Sitting at her son's side during Cabinet meetings and often acting as though she were the president, Simone actively opposed his marriage to divorcee Michelle Bennett. Mrs. Bennett's former father-in-law, Alix Pasquet, led an attempted coup in 1959 that nearly toppled Simone's late husband from power.
Throughout his presidency, however, the young Duvalier gradually embraced a policy of conciliation toward opponents. To placate his mother, however, he occasionally reserved signals -- admitting openly on one occasion that he did so to "preserve family unity."
That unity has become increasingly frayed, according to Haitians close to the family, and mother and son reportedly have gotten into bitter arguments. In the past two or three years, there is little doubt that President Duvalier has moved away from his mother's influence.Still, she wields considerable power among elements in the government that were loyal to Papa Doc in the 1950s and 1960s.

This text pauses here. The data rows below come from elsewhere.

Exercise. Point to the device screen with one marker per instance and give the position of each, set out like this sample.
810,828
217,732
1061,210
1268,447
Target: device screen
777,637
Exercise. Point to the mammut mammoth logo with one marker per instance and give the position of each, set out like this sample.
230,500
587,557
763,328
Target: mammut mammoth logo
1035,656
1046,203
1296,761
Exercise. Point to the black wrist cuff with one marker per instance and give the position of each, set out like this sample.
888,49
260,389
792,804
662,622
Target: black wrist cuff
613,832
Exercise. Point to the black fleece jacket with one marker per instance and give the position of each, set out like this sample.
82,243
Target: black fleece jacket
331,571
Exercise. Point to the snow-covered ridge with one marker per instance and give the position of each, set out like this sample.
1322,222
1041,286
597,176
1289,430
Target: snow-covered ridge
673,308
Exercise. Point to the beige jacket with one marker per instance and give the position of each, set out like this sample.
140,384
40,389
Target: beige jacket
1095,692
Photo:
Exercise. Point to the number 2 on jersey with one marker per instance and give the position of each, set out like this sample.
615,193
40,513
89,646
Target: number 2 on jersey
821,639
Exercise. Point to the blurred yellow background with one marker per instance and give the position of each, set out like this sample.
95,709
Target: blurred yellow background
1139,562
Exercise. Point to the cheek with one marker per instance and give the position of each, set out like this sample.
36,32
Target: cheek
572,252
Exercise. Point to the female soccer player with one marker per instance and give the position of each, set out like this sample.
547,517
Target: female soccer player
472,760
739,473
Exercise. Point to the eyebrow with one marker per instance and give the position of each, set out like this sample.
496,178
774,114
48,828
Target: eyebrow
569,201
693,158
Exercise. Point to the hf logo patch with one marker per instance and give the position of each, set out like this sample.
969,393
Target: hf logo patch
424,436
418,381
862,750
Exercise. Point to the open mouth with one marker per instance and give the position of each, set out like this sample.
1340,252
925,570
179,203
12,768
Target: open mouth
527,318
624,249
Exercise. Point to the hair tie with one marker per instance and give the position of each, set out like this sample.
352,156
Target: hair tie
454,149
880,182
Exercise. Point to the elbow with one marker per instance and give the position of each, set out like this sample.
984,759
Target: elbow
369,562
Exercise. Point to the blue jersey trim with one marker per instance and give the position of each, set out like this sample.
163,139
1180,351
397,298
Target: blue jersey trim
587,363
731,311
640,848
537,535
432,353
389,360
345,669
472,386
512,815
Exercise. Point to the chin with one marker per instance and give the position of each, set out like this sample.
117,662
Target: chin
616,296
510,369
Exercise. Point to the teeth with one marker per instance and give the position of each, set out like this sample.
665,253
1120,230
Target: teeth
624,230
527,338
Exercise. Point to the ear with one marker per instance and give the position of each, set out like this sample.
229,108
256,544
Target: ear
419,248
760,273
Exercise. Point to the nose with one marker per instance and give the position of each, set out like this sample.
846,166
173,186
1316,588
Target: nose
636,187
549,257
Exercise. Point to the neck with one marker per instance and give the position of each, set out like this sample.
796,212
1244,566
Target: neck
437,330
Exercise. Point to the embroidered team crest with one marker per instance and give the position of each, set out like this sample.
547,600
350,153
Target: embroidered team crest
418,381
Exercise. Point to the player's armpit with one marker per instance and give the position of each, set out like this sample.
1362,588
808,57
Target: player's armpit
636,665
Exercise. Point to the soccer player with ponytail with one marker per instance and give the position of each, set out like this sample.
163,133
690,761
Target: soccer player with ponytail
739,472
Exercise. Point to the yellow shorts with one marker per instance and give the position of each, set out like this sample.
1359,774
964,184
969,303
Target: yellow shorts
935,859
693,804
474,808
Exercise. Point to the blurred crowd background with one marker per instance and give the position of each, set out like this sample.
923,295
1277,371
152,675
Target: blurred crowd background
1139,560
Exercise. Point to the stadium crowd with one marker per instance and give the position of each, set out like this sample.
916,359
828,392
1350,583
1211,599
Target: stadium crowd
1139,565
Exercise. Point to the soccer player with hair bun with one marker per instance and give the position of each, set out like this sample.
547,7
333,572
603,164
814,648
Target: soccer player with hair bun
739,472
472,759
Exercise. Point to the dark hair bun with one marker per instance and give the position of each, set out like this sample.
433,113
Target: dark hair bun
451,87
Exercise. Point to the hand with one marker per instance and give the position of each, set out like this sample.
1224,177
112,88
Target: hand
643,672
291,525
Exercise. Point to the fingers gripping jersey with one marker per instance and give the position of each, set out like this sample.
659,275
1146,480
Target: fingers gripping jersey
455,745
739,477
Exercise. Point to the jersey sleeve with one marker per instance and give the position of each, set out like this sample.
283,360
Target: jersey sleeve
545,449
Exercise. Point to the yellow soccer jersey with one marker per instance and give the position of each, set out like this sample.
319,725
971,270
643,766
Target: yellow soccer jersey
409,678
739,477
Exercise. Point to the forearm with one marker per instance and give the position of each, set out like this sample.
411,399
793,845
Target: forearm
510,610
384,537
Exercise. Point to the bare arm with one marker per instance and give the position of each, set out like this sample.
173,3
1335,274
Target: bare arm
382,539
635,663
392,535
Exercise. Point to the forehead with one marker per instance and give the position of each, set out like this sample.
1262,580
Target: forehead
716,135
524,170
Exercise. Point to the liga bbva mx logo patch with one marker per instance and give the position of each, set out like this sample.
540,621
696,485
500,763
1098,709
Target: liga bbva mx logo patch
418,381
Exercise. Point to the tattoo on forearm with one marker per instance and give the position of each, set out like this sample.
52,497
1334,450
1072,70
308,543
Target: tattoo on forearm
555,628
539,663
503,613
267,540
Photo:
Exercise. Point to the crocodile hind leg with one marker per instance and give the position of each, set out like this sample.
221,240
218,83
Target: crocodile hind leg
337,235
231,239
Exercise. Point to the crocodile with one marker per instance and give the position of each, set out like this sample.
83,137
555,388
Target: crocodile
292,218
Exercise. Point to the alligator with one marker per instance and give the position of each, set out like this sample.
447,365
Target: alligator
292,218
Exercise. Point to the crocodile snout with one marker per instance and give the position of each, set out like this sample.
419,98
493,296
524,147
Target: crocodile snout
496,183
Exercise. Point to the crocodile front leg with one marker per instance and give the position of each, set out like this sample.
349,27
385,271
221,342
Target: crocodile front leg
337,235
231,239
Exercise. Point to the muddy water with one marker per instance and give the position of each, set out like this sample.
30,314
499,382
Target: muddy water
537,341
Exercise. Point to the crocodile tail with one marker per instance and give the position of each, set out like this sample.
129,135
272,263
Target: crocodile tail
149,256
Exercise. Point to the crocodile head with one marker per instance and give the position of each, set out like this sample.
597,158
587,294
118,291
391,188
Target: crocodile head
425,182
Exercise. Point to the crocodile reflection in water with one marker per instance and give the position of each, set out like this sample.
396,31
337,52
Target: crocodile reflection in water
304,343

While Simone becomes "first lady of the republic for life," as Jean-Claude marries, Haitian observers openly speculate that the president is likely to pay less and less attention to her wishes.
It is unlikely that Haiti at anytime soon will replace its image as a tightly run family dictatorship, but Jean-Claude's marriage does suggest that in defying his mother, he has taken a step that may eventually have major consequences for his island nation.